Osamu Tezuka est un gars énervant à la vie passionnante, qui réussit à mener à bien ses études de médecine – il n’exercera jamais en dehors de ses œuvres – tout en révolutionnant l’art du manga et avant de révolutionner celui de l’animation. Bien qu’il connut une période de creux dans les années 60, il n’a jamais cessé de travailler, ce jusqu’à son lit de mort. Les trois séries qu’il écrivait alors resteront à jamais inachevées. Il ne s’agit pas des seuls titres qu’il ne put mener à bien – citons Vampires, interrompu en raison de l’arrêt de son mangashi – mais le fait qu’il les poursuivit jusqu’au bout, alors qu’il se savait sans doute déjà condamné, leur confère un statut particulier, presque mythique, au sein d’une bibliographie d’une richesse pourtant déjà inégalable.

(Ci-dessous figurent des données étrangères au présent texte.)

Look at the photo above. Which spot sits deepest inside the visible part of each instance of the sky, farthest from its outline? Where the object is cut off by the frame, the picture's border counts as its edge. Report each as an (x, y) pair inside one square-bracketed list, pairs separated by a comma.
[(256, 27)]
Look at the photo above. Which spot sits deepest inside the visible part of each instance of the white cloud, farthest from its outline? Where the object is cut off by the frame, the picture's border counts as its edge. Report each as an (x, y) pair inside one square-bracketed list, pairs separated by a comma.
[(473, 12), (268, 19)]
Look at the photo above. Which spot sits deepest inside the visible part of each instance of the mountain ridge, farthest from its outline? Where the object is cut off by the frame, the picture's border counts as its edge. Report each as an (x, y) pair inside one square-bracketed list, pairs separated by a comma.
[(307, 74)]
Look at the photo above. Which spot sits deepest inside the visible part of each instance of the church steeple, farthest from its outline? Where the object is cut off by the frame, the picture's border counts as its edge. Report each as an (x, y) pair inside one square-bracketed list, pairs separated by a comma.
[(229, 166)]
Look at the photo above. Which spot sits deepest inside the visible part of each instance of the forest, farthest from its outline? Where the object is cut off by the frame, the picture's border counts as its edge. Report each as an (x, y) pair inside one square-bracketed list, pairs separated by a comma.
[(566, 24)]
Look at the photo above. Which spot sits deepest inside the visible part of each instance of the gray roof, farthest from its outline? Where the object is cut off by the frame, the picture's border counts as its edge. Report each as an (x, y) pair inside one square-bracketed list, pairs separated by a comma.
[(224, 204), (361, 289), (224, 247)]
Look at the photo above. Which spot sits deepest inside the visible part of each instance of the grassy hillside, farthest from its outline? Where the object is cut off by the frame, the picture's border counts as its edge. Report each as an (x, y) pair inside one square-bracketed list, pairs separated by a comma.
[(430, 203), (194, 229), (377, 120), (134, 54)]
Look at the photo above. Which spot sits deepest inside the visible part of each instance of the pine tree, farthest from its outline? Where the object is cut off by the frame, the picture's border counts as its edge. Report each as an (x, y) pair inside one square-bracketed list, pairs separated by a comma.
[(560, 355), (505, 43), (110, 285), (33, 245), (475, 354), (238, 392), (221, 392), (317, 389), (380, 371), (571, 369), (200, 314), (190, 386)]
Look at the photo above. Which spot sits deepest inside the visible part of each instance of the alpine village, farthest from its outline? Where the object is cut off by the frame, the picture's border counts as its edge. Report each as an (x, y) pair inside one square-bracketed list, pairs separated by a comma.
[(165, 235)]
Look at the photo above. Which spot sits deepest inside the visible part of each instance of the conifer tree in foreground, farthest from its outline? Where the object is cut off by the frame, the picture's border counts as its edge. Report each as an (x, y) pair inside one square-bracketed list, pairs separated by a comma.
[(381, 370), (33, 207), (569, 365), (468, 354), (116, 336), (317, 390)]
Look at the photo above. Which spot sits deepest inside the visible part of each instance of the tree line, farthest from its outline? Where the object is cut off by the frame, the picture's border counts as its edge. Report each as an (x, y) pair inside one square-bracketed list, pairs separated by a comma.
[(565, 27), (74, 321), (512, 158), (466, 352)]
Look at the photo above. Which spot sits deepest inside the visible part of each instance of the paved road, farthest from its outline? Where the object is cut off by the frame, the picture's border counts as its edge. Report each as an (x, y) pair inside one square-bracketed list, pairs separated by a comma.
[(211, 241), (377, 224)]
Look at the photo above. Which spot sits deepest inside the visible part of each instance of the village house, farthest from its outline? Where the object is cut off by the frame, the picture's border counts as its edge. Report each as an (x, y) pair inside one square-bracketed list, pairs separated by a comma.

Les lecteurs français avaient déjà pu découvrir deux d’entre elles par le passé. D’abord Ludwig B, biographie romancée de Beethoven, qui surprend par quelques rares envolées lyriques mais reste globalement anecdotique au-delà de son statut mentionné tantôt. Puis Gringo, titre éminemment politique suivant un cadre japonais prêt à tout pour gravir les échelons de son entreprise bien que exilé en Amérique du Sud ; son style réaliste – même si l’auteur admet volontiers traiter dans ce récit d’un Japonais caricatural à l’excès – et son ton fataliste en font un titre parfois difficile à lire mais fascinant. Neo Faust est le dernier à nous arriver, et il s’agit certainement du plus intéressant des trois, et de celui qui ressemble le plus à un testament qu’aurait voulu nous laisser Osamu Tezuka.
Neo Faust reprend le mythe de Faust et l’applique à un vieux professeur d’université nippon, plus passionné par ses recherches que par le monde qui l’entoure, qui accepte de passer un pacte avec le diable lorsque les ravages de la vieillesse commencent à se faire sentir ; son âme en échange d’une seconde jeunesse pour ainsi pouvoir poursuivre ses travaux. A travers ce manga, l’auteur revisite plus de vingt ans de l’histoire moderne japonaise – de la fermeture des maisons closes aux révoltes étudiantes de la fin des années 60 – et brasse de nombreux thèmes, qu’il s’agisse de politique, de science, d’économie, d’urbanisme, et par-dessus tout d’éthique. Il s’interroge jusqu’où l’être humain a le droit d’aller, en mettant en scène un héros qui plongera toujours plus profondément dans son inhumanité. Le personnage du diable, quant à lui, résume à merveille le pan adulte de l’œuvre du maitre : un pinacle d’érotisme et de féminité, convoquant diverses formes de sexualité (y compris la zoophilie chère à Tezuka).
Le seul défaut de cette œuvre inachevée, c’est d’être inachevée. L’auteur avait prévu un découpage en époques, et met un terme à la première près d’une vingtaine de pages avant d’avoir à interrompre son récit ; cela lui permet de boucler certains enjeux, mais pas tous, loin de là. Cela rend la fin frustrante (même si nous pouvons toujours nous référer à l’œuvre d’origine pour combler certains trous) et sans doute difficilement accessible à un lecteur découvrant ce mangaka. Cela en fait, comme nombre de titres de Osamu Tezuka, un manga indispensable pour ses habitués mais peu recommandé pour un néophyte.